Some people incorporate a screen door as well as the standard Growing Dome door. Screen doors can be sourced from a local window and door company. A screen door provides extra cooling in the summer months while keeping unwanted guests or pests from getting inside the greenhouse.

Space to Relax

Daniel relaxing in Growing Dome Greenhouse on a couch with a dog and a variety of succulents

In our larger domes, many people like to have a seating area with a table and a shade umbrella. This does a great job of keeping the area cool during the hot summer months. And there is nothing like having a warm and cozy space to relax in the long winter months.

If you are debating on having extra garden bed space versus space to relax, maybe try and employ some square foot gardening practices to optimize your available garden space. The reality is many of our customers wish they went one size bigger when planning their Growing Dome greenhouse.

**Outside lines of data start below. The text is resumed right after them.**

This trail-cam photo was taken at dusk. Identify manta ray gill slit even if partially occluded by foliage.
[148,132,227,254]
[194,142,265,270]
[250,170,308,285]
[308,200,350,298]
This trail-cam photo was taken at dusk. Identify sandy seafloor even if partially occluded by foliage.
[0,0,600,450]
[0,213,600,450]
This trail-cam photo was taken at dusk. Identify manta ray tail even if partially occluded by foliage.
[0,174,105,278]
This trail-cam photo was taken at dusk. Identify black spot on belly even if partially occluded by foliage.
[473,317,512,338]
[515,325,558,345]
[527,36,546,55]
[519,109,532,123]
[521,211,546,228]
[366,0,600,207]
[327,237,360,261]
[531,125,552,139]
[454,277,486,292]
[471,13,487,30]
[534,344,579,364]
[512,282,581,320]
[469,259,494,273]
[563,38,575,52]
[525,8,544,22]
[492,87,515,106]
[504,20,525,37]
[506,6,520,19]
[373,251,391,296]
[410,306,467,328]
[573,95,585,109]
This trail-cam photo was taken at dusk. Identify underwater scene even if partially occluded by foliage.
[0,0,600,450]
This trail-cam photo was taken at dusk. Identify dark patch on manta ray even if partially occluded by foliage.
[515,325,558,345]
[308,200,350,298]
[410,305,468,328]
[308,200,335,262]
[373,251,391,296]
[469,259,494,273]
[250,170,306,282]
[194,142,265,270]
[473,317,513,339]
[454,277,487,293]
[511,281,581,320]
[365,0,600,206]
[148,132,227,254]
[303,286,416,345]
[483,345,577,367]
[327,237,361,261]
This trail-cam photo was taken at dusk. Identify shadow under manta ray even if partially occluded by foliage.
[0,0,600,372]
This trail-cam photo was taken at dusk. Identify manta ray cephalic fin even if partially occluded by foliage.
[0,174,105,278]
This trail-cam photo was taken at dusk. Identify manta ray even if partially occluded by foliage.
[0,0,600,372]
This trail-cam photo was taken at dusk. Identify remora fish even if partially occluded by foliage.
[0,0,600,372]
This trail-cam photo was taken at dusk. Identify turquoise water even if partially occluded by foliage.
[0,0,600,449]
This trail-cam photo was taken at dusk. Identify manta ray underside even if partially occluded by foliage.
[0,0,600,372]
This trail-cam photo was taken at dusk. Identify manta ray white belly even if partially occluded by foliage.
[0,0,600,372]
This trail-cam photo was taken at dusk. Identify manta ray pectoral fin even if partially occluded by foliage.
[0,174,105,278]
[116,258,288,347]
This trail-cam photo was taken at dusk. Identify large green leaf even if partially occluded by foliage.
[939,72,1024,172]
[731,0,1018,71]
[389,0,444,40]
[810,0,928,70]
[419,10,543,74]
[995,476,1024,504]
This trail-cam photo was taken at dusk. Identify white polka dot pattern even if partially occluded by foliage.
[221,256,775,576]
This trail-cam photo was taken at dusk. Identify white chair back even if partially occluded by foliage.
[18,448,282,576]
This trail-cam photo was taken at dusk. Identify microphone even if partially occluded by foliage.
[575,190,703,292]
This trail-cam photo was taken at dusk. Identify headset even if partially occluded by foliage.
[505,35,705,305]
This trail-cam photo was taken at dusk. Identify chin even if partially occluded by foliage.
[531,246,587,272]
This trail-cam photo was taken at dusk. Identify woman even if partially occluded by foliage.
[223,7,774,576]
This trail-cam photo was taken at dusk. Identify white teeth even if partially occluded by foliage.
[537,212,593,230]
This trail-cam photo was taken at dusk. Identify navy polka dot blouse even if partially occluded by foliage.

Succulents in a Growing dome

The Water Tank

The perfect spot for your herb garden, starts, flowers, or plants that take up small spaces is on the cross-beam on the top of the water tank on 15′ through 26′ Growing Domes. This provides a warm, moist spot for your herbs and flowers. Floating Islands and aquatic plants offer additional decoration in your Growing Dome and also create a great ecosystem for your fish.

Some customers have actually built raised decks over their pond to create a nice relaxing space!

Outdoor Beds

Adding planter boxes to the outside of your Growing Dome can not only add beauty and another small garden to your landscape, but it also adds additional insulation to your foundation wall. Make sure to line the beds so the siding does not rot.